とっちーの「終わりなき旅」

出歩くことが好きで、趣味のマラソン、登山、スキーなどの話を中心にきままな呟きを載せられたらいいな。

八月の六日間 /北村薫著

2014-12-16 22:18:17 | 読書
八月の六日間
クリエーター情報なし
KADOKAWA/角川書店


《内容(BOOKデータベースより)》
40歳目前、文芸誌の副編集長をしている“わたし”。ひたむきに仕事をしてきたが、生来の負けず嫌いと不器用さゆえか、心を擦り減らすことも多い。一緒に住んでいた男とは、3年前に別れた。そんな人生の不調が重なったときに、わたしの心を開いてくれるもの―山歩きと出逢った。四季折々の山の美しさ、怖ろしさ。様々な人との一期一会。いくつもの偶然の巡り合いを経て、心は次第にほどけていく。だが少しずつ、けれど確実に自分を取り巻く環境が変化していくなかで、わたしは思いもよらない報せを耳にして…。生きづらい世の中を生きる全ての人に贈る“働く山女子”小説!

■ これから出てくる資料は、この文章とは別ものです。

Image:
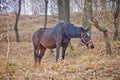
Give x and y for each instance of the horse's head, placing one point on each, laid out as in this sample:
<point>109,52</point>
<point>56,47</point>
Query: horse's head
<point>86,38</point>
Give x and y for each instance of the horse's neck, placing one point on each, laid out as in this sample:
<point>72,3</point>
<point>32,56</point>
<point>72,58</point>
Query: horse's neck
<point>75,33</point>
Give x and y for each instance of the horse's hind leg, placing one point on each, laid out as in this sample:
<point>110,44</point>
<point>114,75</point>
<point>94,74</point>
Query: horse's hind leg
<point>36,52</point>
<point>42,52</point>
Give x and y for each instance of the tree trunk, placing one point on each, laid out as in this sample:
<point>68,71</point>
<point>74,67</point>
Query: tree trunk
<point>103,5</point>
<point>87,14</point>
<point>105,32</point>
<point>0,5</point>
<point>46,6</point>
<point>117,21</point>
<point>16,22</point>
<point>64,10</point>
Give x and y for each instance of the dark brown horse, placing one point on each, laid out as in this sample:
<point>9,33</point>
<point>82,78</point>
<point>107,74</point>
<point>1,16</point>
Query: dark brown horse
<point>56,37</point>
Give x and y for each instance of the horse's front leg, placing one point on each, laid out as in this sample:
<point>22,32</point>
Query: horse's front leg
<point>36,51</point>
<point>57,50</point>
<point>42,52</point>
<point>63,51</point>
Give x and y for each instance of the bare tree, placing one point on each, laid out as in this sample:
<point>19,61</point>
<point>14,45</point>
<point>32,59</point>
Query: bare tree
<point>116,21</point>
<point>46,6</point>
<point>16,22</point>
<point>87,14</point>
<point>105,33</point>
<point>64,10</point>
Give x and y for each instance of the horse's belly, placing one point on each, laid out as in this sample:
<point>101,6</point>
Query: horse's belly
<point>48,44</point>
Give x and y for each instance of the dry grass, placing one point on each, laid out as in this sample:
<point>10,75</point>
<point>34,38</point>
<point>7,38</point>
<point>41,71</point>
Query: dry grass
<point>79,64</point>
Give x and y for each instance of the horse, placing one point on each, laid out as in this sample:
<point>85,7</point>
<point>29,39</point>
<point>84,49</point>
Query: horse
<point>56,37</point>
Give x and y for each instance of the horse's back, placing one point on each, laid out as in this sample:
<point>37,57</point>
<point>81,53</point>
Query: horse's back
<point>37,35</point>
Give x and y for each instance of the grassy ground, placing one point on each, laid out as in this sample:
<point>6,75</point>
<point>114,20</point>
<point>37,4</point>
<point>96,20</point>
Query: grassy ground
<point>80,63</point>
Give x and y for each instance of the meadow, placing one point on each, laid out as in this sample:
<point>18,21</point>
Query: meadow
<point>17,60</point>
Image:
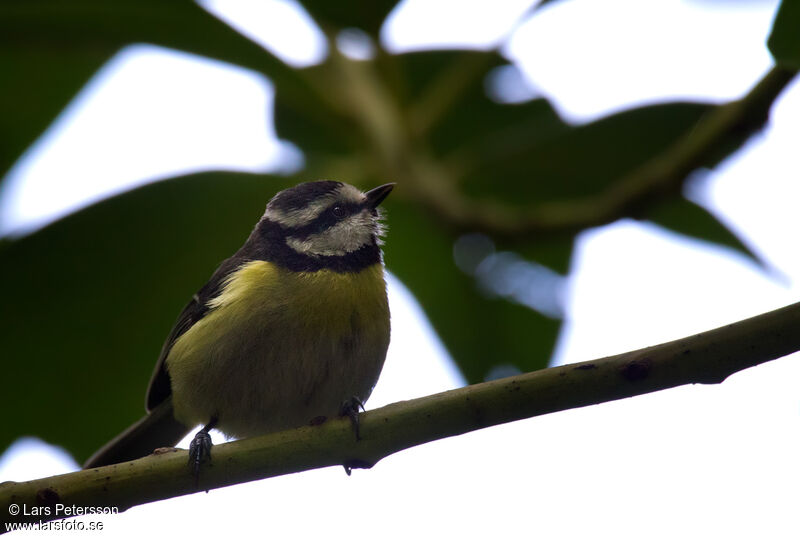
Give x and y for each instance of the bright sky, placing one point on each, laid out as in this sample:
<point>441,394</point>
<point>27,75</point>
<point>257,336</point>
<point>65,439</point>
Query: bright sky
<point>692,460</point>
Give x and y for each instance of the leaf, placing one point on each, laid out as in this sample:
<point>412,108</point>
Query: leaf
<point>690,219</point>
<point>480,331</point>
<point>446,91</point>
<point>784,41</point>
<point>579,161</point>
<point>50,48</point>
<point>95,294</point>
<point>366,15</point>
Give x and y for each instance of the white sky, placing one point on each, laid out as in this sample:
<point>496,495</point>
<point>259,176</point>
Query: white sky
<point>692,460</point>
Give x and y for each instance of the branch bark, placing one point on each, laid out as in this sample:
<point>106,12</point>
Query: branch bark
<point>708,357</point>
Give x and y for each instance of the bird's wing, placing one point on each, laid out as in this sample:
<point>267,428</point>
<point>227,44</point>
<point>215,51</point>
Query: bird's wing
<point>160,387</point>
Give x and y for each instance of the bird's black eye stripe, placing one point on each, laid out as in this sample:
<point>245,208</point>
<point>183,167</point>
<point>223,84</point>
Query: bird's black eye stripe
<point>328,218</point>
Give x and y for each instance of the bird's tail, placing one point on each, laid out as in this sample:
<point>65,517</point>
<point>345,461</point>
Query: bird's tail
<point>156,429</point>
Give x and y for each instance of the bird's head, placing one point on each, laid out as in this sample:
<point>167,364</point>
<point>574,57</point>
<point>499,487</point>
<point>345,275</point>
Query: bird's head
<point>327,218</point>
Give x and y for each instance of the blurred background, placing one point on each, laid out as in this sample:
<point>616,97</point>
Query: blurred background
<point>139,143</point>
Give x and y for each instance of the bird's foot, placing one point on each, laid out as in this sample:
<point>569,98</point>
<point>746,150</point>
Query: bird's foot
<point>350,409</point>
<point>200,449</point>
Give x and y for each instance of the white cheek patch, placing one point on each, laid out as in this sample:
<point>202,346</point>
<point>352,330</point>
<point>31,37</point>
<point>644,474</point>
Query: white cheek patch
<point>302,216</point>
<point>345,237</point>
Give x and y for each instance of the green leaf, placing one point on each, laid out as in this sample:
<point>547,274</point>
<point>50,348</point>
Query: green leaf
<point>50,48</point>
<point>366,15</point>
<point>690,219</point>
<point>446,91</point>
<point>480,331</point>
<point>579,161</point>
<point>784,41</point>
<point>95,294</point>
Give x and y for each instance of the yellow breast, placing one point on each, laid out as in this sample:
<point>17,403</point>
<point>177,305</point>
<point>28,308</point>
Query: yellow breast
<point>279,348</point>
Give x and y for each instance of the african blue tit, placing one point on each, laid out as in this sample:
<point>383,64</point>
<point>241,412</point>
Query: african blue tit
<point>293,327</point>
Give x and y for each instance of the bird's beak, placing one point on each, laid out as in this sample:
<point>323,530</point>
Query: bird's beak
<point>376,195</point>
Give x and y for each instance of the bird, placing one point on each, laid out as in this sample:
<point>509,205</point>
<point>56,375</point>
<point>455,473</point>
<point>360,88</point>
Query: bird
<point>290,330</point>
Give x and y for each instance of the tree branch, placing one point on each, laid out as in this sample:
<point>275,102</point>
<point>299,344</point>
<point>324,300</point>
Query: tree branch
<point>631,195</point>
<point>708,357</point>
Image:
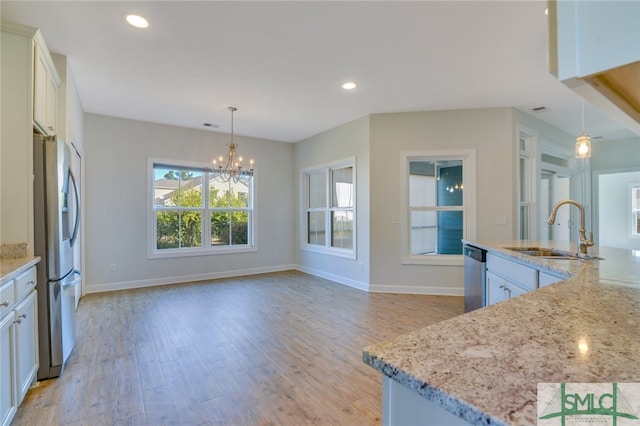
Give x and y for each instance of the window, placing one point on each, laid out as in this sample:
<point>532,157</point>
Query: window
<point>193,214</point>
<point>329,197</point>
<point>438,206</point>
<point>635,210</point>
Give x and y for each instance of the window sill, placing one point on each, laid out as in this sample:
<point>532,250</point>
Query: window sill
<point>165,254</point>
<point>348,254</point>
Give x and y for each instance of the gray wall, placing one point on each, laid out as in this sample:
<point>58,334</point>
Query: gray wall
<point>349,140</point>
<point>490,132</point>
<point>116,152</point>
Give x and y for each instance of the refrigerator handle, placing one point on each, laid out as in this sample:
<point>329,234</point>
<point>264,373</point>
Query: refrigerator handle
<point>76,226</point>
<point>75,280</point>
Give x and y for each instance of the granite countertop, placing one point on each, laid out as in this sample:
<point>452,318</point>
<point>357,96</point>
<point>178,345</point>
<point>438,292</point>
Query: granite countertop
<point>484,366</point>
<point>9,268</point>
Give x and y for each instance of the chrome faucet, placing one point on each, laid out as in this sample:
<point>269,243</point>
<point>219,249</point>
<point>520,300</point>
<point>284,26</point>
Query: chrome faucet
<point>584,242</point>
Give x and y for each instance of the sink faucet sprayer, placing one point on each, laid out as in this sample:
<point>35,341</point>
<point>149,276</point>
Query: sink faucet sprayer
<point>584,242</point>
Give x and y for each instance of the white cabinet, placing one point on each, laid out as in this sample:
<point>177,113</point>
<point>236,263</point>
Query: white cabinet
<point>29,84</point>
<point>499,289</point>
<point>18,342</point>
<point>26,344</point>
<point>45,91</point>
<point>507,278</point>
<point>8,399</point>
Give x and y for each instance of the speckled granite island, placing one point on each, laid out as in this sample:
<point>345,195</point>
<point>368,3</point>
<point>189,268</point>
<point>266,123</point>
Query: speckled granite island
<point>483,367</point>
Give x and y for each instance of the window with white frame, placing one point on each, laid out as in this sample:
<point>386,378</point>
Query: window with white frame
<point>439,205</point>
<point>635,210</point>
<point>329,208</point>
<point>191,213</point>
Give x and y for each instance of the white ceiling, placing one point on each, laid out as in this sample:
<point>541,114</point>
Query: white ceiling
<point>282,63</point>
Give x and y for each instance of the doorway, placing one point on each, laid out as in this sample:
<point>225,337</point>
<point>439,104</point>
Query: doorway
<point>554,186</point>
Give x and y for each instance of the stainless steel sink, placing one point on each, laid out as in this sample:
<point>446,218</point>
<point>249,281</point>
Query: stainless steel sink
<point>550,253</point>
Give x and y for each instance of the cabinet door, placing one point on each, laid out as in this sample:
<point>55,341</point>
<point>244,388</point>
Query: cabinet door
<point>26,343</point>
<point>495,289</point>
<point>513,290</point>
<point>499,289</point>
<point>8,400</point>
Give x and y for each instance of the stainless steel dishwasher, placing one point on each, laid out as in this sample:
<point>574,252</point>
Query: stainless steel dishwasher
<point>475,260</point>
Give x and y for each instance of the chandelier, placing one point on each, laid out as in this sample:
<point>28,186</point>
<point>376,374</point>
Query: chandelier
<point>231,169</point>
<point>583,142</point>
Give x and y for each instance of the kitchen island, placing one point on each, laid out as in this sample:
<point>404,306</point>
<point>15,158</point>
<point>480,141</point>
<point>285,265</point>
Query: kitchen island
<point>483,367</point>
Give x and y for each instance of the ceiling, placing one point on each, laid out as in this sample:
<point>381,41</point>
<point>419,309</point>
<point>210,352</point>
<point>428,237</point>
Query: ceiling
<point>283,63</point>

やっと順番が回ってきて、北村薫の「八月の六日間」を読むことが出来た。アラフォー女性編集者が、仕事の合間を縫って単独行でいろんな山に登る話で、彼女の山登りの数日間を描いた連作短編である。以前読んだ湊かなえの「山女日記」とよく似た内容であるが、自分が行ったことのある山が舞台になっている事もあり、親しみを持って読む事が出来た。

因みに舞台となった山々は下記の通りだ。
1.九月の五日間 有明温泉~燕岳~大天井岳~槍ヶ岳~上高地 表銀座コース
2.二月の三日間 裏磐梯 スノーシューハイキング
3.十月の五日間 上高地~蝶ヶ岳~常念岳~大天井岳~燕岳~有明温泉
4.五月の三日間 麦草峠~白駒池~高見石小屋~渋の湯   
5.八月の六日間 折立~太郎平~薬師沢小屋~高天ヶ原温泉~三俣蓮華岳~双六岳~新穂高温泉

どの作品も、私が実際に歩いたことのあるコースなのでその情景が浮かんできて、とても懐かしく共感する部分が多い。山を始めたばかりの女性がいろんな経験を積み、山の素晴らしさや怖さを学んでいく様子が微笑ましい。それにしても、この作品はしっかり女性目線で描かれているのが驚きである。作家の名前だけでは性別を判断できないのは、もう常識だ。有川浩が女性で、高村薫が女性という事は知っていたが、北村薫は男だったのだ。しかも、山登りの経験がないというのにここまで綿密に山の情景を描き、女性心理もうまく描ける(多分?)というのは凄い。仕事のキャリアを積んで、息抜きをしたくなったアラフォー女子には、山の魅力を伝える作品として特にお勧めである。